Manuel Duarte, escritor de 66 anos, está há três em atraso com a entrega do original de seu novo romance. Endividado, sofrendo de prostatite aguda e ameaçado de despejo, ele tem um filho pré-adolescente e duas ex-mulheres.
A tradutora Maria Clara é mãe do filho de Duarte e dona do cachorro Faulkner. Mulher de esquerda, confessa ao ex: “Sinto falta de um amigo com quem partilhar meu inconformismo em relação ao que estão fazendo com nosso país. Será que ainda teremos nossa correspondência violada? Será que ainda incendiarão nossos livros?”.
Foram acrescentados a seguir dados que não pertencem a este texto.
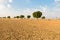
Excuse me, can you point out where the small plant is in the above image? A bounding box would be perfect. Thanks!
[42,16,45,19]
[27,15,31,18]
[33,11,42,18]
[2,17,6,18]
[20,15,24,18]
[15,16,19,18]
[7,16,11,18]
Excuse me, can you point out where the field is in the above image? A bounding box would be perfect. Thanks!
[0,18,60,40]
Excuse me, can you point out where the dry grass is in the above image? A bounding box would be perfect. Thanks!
[0,19,60,40]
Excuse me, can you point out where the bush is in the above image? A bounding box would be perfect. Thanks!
[2,17,6,18]
[20,15,24,18]
[27,15,31,18]
[42,16,45,19]
[7,16,11,18]
[33,11,42,18]
[15,16,19,18]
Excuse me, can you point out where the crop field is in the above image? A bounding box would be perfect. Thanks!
[0,18,60,40]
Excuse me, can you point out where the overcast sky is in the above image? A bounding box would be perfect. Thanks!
[0,0,60,18]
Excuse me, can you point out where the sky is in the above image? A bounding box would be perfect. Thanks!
[0,0,60,18]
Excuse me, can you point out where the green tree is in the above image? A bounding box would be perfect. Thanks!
[27,15,31,18]
[7,16,11,18]
[42,16,45,19]
[33,11,42,18]
[20,15,24,18]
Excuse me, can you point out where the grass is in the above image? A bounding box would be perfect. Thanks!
[0,18,60,40]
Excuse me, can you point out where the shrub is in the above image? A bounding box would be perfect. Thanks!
[15,16,19,18]
[27,15,31,18]
[42,16,45,19]
[20,15,24,18]
[33,11,42,18]
[7,16,11,18]
[2,17,6,18]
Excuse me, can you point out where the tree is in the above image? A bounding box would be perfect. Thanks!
[33,11,42,18]
[2,17,6,18]
[42,16,45,19]
[20,15,24,18]
[27,15,31,18]
[7,16,11,18]
[15,16,20,18]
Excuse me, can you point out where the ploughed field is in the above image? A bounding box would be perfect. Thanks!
[0,18,60,40]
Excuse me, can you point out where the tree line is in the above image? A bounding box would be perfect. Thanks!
[0,11,45,19]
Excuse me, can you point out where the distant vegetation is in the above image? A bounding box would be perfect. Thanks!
[27,15,31,18]
[0,11,45,19]
[33,11,42,18]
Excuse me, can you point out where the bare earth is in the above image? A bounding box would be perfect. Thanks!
[0,19,60,40]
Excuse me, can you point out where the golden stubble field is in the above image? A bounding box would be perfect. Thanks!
[0,18,60,40]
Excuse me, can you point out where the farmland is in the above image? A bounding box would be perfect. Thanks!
[0,18,60,40]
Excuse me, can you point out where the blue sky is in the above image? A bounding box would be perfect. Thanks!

Quando se reaproxima da tradutora, Duarte percebe que ela “deu para comprar drogas sem receita em farmácias clandestinas” e passou a consumir grandes quantidades de “ansiolíticos, soníferos e antidepressivos”. Adquiriu também um revólver.
Duarte e Maria Clara ficaram casados por 13 anos e estão separados há três, tempo em que o escritor viveu com a decoradora Rosane, que o trocou por Napoleão Mamede, “um velho que fez fortuna com soja na Amazônia”. Com a mulher de quem recém se separou, Duarte mantém um contato ora hostil ora voluptuoso.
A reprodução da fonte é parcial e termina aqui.